Friday, August 8, 2003; Page WE61
Weekend: On Exhibit
Dog Days Get Some Bite at Signal 66 Show
By Michael O'Sullivan
LIKE late-summer gardens after too much rain, the group exhibitions that typically spring up during the slow August gallery season are rarely without weeds. That being said, the 16 artists of Signal 66's "Summer Show 2003" offer a bouquet -- if not an efflorescence -- of work to satisfy the eye.Local stalwart Bill Hill, known mainly for largish, exuberant paintings that can call to mind the meditative color-field abstractions of Leon Berkowitz (only shaken, not stirred), has been exhibiting smaller, quieter works of late. Like those he showed at the Museum of Contemporary Art's recent "F'abstraction" show, Hill here offers a suite of medium-size paintings, each a kind of haiku compared to the artist's more epic expressions of raw emotionalism. And speaking of epic, Arash Mokhtar's amusing "Come See the Fighting Fish Fight" manages to incorporate both classic drama (by quoting John Singleton Copley's "Watson and the Shark," a popular favorite at the National Gallery of Art) and pure pop aesthetics (the painting's title appears in neon above the canvas).
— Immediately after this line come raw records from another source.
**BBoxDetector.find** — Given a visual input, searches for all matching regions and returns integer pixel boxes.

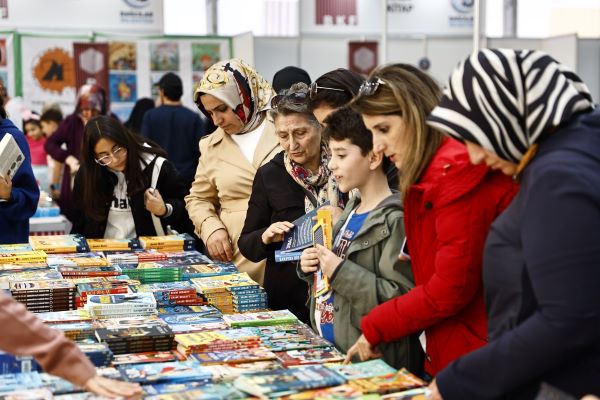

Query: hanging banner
[73,43,108,93]
[21,36,82,114]
[348,42,378,77]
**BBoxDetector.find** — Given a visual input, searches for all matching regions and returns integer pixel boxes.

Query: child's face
[329,139,378,193]
[40,121,58,137]
[25,122,44,140]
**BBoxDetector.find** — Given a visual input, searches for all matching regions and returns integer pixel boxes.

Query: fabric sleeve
[238,168,280,262]
[331,211,414,315]
[185,141,227,243]
[438,165,600,400]
[0,131,40,221]
[44,118,72,163]
[0,294,96,386]
[361,193,490,345]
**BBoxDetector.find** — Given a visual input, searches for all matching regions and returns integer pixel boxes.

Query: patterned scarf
[283,143,346,213]
[194,58,274,133]
[427,49,594,163]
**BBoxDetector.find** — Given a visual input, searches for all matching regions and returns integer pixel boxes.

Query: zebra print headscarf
[427,49,594,163]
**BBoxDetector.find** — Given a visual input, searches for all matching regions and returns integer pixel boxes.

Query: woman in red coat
[348,64,516,376]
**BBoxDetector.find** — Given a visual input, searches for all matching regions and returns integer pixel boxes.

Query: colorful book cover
[118,360,211,383]
[328,358,398,380]
[234,365,346,397]
[277,347,345,367]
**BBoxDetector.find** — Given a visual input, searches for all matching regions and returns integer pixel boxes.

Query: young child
[22,110,48,190]
[298,107,423,373]
[40,108,63,200]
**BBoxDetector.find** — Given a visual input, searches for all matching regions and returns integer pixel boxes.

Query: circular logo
[450,0,475,14]
[123,0,150,8]
[33,47,75,93]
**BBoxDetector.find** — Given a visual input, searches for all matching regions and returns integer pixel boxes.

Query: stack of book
[119,360,211,383]
[175,328,261,356]
[223,310,298,328]
[158,305,228,333]
[192,272,267,314]
[94,317,174,354]
[29,234,90,254]
[131,282,204,307]
[85,293,156,318]
[10,279,76,312]
[88,238,142,251]
[139,233,196,251]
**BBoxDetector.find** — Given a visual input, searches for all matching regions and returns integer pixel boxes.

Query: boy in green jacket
[298,107,423,373]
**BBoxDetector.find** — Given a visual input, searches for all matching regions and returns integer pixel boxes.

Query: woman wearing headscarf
[185,59,281,284]
[239,83,347,323]
[429,49,600,399]
[44,85,108,221]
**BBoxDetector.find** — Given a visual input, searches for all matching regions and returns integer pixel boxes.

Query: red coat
[361,139,517,375]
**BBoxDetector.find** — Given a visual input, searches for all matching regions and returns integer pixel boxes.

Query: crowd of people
[0,49,600,400]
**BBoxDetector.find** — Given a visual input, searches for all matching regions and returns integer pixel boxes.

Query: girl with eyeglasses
[72,116,187,239]
[348,64,516,376]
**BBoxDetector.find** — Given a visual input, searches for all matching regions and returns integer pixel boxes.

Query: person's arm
[185,141,227,243]
[0,132,40,221]
[437,165,600,399]
[238,169,281,262]
[330,213,414,315]
[361,197,491,346]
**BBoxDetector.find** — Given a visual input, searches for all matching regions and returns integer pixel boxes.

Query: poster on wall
[21,36,81,115]
[73,43,111,94]
[348,42,378,77]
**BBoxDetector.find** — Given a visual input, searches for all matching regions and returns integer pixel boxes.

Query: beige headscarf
[194,58,275,133]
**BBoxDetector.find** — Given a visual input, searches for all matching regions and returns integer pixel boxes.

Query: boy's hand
[300,247,319,274]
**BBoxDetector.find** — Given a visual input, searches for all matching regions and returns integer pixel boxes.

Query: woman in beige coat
[185,59,281,284]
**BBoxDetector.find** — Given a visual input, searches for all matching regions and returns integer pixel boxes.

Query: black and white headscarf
[427,49,594,163]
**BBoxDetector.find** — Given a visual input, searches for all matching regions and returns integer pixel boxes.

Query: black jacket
[71,155,189,239]
[238,152,310,323]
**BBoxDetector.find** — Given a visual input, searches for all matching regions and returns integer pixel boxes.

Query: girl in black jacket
[73,116,188,238]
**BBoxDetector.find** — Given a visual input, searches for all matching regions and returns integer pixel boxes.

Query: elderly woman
[239,83,345,323]
[429,49,600,399]
[185,59,281,284]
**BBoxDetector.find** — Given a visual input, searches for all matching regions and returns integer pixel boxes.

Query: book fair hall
[0,0,600,400]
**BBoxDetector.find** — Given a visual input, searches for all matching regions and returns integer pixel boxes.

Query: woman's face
[275,114,321,171]
[94,138,127,172]
[200,94,244,135]
[362,114,408,169]
[465,142,517,176]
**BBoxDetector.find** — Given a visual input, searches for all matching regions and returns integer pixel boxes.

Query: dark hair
[323,107,373,156]
[350,64,444,197]
[269,82,321,128]
[79,115,166,221]
[310,68,364,110]
[125,97,154,133]
[40,108,62,124]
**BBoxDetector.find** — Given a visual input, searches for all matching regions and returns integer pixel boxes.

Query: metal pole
[379,0,387,65]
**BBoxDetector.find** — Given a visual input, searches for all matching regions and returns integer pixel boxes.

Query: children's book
[313,209,333,297]
[328,358,398,380]
[0,132,25,178]
[275,206,317,262]
[234,365,346,397]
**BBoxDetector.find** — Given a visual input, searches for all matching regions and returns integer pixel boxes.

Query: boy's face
[40,121,58,137]
[24,122,44,140]
[329,139,370,193]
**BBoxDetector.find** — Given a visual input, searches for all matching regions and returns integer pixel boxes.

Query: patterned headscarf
[427,49,594,163]
[194,58,274,133]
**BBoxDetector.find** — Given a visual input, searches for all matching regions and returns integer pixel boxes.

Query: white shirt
[230,118,267,164]
[104,170,136,239]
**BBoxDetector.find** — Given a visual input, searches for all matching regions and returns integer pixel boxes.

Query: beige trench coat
[185,119,282,285]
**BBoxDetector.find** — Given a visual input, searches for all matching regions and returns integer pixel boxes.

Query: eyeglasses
[271,92,308,109]
[357,76,386,97]
[96,147,127,167]
[309,81,345,99]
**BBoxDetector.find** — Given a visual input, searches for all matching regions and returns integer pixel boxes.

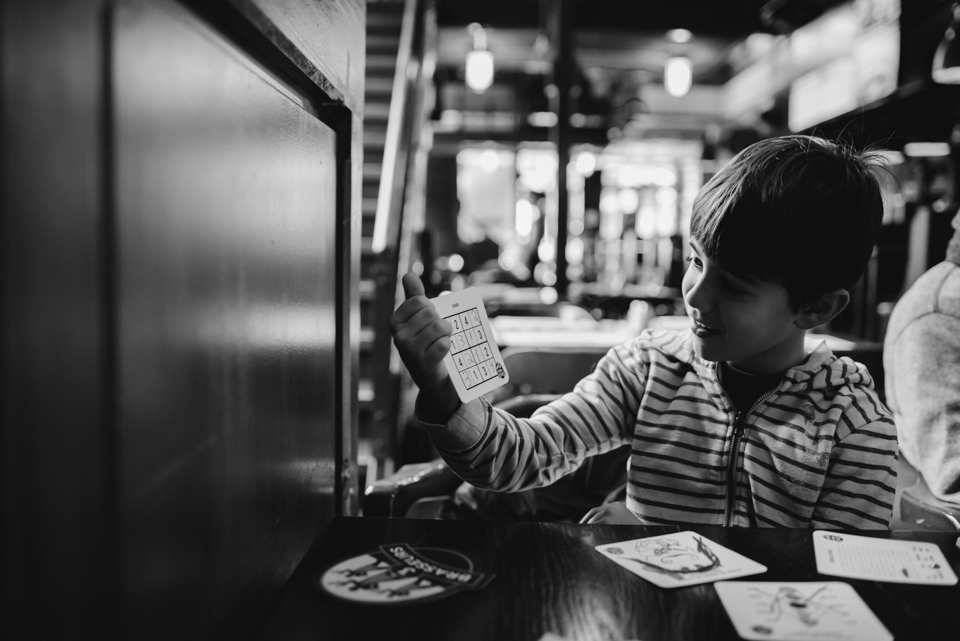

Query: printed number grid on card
[445,307,503,389]
[431,288,509,402]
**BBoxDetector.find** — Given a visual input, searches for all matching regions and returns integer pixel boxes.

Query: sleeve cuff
[413,396,492,452]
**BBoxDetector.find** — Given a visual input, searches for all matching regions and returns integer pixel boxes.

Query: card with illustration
[813,530,957,585]
[714,581,893,641]
[430,287,510,403]
[596,532,767,588]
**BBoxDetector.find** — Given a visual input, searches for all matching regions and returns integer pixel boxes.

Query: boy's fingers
[402,272,424,300]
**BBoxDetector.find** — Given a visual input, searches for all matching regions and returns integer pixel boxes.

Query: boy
[390,136,897,529]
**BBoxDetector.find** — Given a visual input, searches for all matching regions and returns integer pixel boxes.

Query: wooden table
[258,517,960,641]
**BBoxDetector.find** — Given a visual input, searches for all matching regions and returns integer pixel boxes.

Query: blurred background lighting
[903,142,950,158]
[663,56,693,98]
[577,151,597,177]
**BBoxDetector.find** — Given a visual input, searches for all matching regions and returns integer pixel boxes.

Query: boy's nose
[683,276,714,312]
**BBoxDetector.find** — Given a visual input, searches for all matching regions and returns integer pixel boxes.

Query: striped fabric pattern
[421,331,897,529]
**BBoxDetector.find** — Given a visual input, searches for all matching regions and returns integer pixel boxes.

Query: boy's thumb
[402,272,425,300]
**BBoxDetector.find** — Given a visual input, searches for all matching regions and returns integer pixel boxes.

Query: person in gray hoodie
[883,208,960,506]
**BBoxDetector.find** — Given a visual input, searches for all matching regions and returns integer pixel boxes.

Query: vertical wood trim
[0,0,119,639]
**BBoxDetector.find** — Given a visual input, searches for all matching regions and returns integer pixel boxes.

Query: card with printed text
[430,287,510,403]
[596,532,767,588]
[714,581,893,641]
[813,530,957,585]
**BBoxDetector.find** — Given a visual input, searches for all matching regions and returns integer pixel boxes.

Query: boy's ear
[793,289,850,329]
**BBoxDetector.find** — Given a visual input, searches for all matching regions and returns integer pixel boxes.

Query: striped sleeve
[811,398,898,530]
[421,343,646,492]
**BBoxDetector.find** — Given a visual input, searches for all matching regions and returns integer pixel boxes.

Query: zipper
[713,363,782,527]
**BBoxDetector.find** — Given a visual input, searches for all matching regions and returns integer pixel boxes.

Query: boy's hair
[690,136,883,311]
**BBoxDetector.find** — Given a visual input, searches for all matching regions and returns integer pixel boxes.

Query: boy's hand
[580,501,641,525]
[389,273,453,392]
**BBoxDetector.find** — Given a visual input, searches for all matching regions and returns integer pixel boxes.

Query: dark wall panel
[113,2,338,639]
[0,0,117,639]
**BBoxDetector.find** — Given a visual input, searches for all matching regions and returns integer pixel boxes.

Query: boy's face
[683,240,804,374]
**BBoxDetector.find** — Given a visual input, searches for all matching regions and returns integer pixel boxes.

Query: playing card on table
[714,581,893,641]
[596,532,767,588]
[430,287,510,403]
[813,530,957,585]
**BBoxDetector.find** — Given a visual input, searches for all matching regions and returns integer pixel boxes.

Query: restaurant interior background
[0,0,960,639]
[359,0,960,487]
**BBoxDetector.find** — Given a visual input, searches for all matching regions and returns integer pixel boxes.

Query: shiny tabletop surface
[258,517,960,641]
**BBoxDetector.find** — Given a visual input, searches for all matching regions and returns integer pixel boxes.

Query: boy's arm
[811,404,897,530]
[388,273,460,425]
[418,343,645,492]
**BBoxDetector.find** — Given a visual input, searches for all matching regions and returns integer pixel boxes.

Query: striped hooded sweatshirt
[420,331,897,529]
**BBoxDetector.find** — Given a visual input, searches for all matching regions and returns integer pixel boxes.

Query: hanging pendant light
[931,3,960,85]
[663,56,693,98]
[465,24,493,93]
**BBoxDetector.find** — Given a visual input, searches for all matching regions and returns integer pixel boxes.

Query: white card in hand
[596,532,767,588]
[813,530,957,585]
[430,287,510,403]
[714,581,893,641]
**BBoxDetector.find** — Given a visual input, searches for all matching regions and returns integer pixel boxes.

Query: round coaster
[317,543,493,605]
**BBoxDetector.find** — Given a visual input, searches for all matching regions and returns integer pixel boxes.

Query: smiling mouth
[690,318,720,338]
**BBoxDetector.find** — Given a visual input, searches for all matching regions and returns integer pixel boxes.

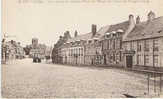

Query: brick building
[102,15,135,66]
[123,11,163,68]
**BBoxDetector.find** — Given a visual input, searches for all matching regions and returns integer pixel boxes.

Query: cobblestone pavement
[2,59,160,98]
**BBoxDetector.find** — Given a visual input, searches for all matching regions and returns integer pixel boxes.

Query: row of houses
[52,11,163,68]
[1,40,25,64]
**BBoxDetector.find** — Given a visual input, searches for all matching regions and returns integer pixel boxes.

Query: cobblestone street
[2,59,159,98]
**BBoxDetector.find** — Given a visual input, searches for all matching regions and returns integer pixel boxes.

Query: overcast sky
[2,0,163,46]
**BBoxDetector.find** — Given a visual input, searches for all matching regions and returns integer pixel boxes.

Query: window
[81,48,83,56]
[153,55,158,67]
[113,40,115,49]
[153,39,159,51]
[137,55,141,65]
[137,41,141,52]
[144,40,149,51]
[130,42,134,50]
[144,55,149,65]
[107,40,110,49]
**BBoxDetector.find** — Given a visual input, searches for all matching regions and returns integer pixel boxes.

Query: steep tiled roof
[107,21,129,32]
[67,25,109,42]
[124,17,163,41]
[67,32,92,42]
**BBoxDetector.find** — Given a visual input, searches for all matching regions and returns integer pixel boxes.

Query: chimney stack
[74,30,78,37]
[148,11,155,22]
[123,14,135,40]
[136,16,140,24]
[92,24,97,36]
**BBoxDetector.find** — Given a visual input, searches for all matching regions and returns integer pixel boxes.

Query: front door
[126,56,132,68]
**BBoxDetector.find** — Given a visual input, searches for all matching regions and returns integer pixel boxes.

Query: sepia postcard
[1,0,163,99]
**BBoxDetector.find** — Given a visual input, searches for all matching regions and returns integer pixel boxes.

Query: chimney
[74,31,78,37]
[148,11,155,22]
[92,24,97,36]
[123,14,135,40]
[136,16,140,24]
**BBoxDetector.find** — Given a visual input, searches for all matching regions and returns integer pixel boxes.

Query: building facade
[53,12,163,68]
[123,12,163,69]
[102,15,135,66]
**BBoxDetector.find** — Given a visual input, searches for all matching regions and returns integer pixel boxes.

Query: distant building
[52,11,163,69]
[1,40,25,63]
[28,38,46,58]
[51,31,71,63]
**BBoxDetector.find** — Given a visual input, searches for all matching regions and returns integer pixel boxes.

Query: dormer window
[88,40,92,44]
[94,40,98,43]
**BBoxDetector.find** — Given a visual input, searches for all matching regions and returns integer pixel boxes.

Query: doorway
[126,56,133,68]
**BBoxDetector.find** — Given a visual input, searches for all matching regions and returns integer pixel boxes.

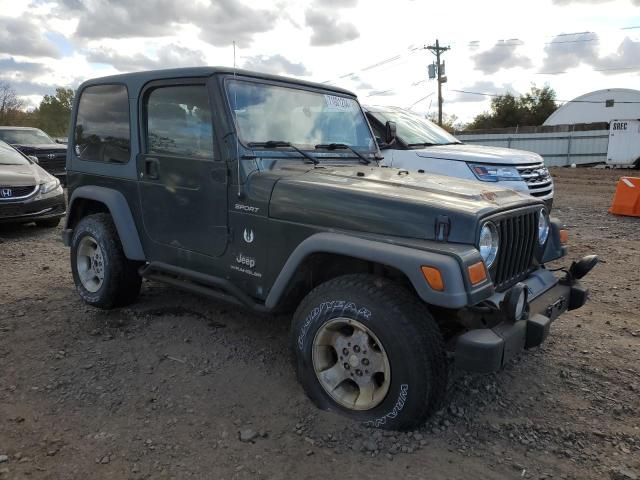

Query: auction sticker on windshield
[324,95,354,112]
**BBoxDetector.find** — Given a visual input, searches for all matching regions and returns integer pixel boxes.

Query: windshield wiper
[316,143,371,165]
[407,142,462,147]
[248,140,320,165]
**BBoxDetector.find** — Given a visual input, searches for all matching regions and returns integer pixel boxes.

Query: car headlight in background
[467,163,522,182]
[478,222,500,268]
[40,178,60,195]
[538,208,549,245]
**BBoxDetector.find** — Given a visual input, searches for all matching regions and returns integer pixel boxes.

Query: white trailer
[607,119,640,168]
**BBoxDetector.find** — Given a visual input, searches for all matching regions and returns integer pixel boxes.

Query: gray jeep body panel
[265,232,493,309]
[66,67,564,316]
[65,185,145,260]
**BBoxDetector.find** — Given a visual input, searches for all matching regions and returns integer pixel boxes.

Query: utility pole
[424,39,451,126]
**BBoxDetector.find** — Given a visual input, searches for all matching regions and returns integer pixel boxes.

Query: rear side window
[145,85,213,159]
[74,85,131,163]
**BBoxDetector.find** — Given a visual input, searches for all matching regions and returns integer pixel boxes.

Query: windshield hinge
[436,215,451,242]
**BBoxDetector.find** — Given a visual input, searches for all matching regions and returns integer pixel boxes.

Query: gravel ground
[0,169,640,480]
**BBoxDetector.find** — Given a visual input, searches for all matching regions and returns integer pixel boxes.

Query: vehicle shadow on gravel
[0,223,57,242]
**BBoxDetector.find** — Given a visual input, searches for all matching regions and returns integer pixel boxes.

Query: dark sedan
[0,127,67,182]
[0,141,66,228]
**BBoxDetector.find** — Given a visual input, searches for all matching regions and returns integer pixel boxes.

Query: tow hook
[567,255,598,285]
[564,255,598,310]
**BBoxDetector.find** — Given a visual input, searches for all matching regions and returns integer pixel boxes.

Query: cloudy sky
[0,0,640,121]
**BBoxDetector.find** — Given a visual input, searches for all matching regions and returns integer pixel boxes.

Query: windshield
[0,128,55,145]
[0,142,29,165]
[227,80,376,153]
[369,110,460,145]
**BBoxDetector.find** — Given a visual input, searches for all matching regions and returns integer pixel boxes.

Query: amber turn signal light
[560,229,569,245]
[467,262,487,285]
[422,267,444,292]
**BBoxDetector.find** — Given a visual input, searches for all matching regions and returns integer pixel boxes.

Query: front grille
[516,162,553,197]
[491,210,538,291]
[0,205,24,218]
[35,150,67,173]
[0,185,38,200]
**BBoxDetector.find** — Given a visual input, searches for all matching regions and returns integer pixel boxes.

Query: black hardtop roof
[79,67,356,97]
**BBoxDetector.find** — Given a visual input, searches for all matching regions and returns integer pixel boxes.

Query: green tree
[34,88,73,137]
[0,82,22,125]
[467,85,558,130]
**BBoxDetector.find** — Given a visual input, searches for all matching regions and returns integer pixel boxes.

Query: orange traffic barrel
[609,177,640,217]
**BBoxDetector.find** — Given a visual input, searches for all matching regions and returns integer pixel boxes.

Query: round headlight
[478,222,499,268]
[538,208,549,245]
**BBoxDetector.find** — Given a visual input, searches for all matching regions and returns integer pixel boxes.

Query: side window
[145,85,213,159]
[74,85,131,163]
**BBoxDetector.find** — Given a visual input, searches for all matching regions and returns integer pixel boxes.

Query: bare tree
[0,81,22,125]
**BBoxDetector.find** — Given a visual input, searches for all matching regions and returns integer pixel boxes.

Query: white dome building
[544,88,640,125]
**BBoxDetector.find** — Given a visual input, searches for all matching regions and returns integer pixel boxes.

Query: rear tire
[71,213,142,309]
[291,275,448,430]
[36,218,60,228]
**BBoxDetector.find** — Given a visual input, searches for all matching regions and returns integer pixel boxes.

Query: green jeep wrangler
[63,67,597,429]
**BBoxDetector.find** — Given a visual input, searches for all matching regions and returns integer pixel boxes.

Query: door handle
[144,158,160,180]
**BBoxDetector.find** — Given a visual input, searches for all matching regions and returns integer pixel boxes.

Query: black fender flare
[65,185,145,260]
[265,232,493,309]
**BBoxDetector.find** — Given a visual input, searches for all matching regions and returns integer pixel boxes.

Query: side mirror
[384,120,396,144]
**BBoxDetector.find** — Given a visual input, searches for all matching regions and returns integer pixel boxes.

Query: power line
[535,65,640,75]
[407,92,436,110]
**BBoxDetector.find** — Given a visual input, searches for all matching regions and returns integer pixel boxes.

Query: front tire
[291,275,447,430]
[71,213,142,309]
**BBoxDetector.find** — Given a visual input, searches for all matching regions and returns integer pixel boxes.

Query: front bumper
[454,264,588,373]
[0,194,66,223]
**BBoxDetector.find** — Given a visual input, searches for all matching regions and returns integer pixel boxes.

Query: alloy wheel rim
[312,317,391,410]
[76,235,104,293]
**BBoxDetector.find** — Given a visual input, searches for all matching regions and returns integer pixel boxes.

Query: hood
[0,163,54,187]
[413,144,543,165]
[269,166,540,244]
[13,143,67,155]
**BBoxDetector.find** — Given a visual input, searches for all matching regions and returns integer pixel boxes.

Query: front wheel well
[66,198,111,229]
[276,252,417,312]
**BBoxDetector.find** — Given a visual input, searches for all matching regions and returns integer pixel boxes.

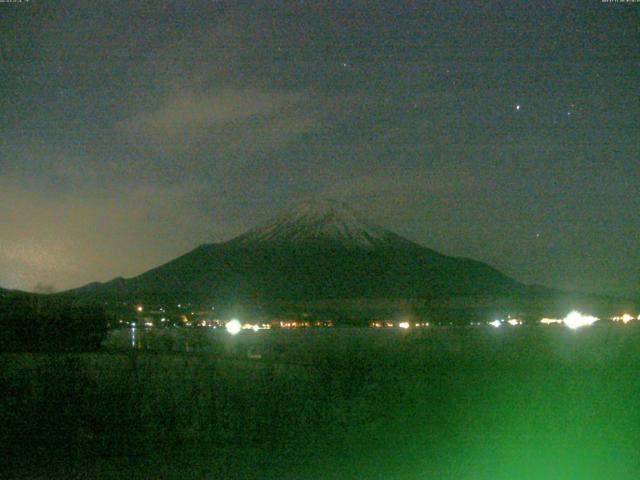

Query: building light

It's garish if mindless fun.
True to its name, Kurt Godwin's "Inventory of Everything in the Universe" is equally busy, with a crazy quilt of cartoonish objects -- thimble, windmill, feather, etc. -- painted in pell-mell fashion. The futility of the artist's attempt to include "everything" in a single painting seems at first glance lightweight irony, until learning that the work arose out of Godwin's struggle to deal with his wife's death last year. Perhaps it's the painting's underlying emotion, an attempt to make sense of senselessness that feels both frantic and antic, that gives the work its curious potency.
Lisa Bertnick and Lee Haner each contribute worthy -- and, for different reasons, oddly sexy -- work. Belying his slick, flat surfaces, Haner's reductive paintings (still lifes, you might call them, with such wry titles as "Final Funnel," "Dry Dock" and "Plumb Bob as Perpetual Sex Object") suggest variations on the plug-and-socket style of adolescent humor. They're both decorative and slyly subversive. Bertnick's black-and-white paintings could be abstractions, or simply close-up portraits of cleavage. Evocative of derrieres, breasts and other parts of the body where flesh meets flesh, they have a calligraphic elegance in addition to a lusty heat.
Other artists worth taking note of include sculptor Mary Early, whose array of triangular pillow forms grace the entrance with an organic minimalism; Thom Flynn, who creates large decoupaged works that are half sculpture, half painting from bits of scavenged billboards and street posters; and sculptor Sarah Wegner, whose skeleton shedding its skin is, despite its grotesqueness, a virtuosic example of the sculptor's craft.
"Summer Show 2003" may not be the most provocative or the liveliest exhibition ever mounted in a space known for liveliness and provocation. In a month of slim pickings, however, it's a bumper crop.
SUMMER SHOW 2003 -- Through Sept. 2 at Signal 66, 926 N St. NW (rear) (Metro: Mount Vernon Square/7th Street-Convention Center). 202-842-3436. www.signal66.com. Open Fridays 5 to 8, Saturdays noon to 5 and by appointment. Free.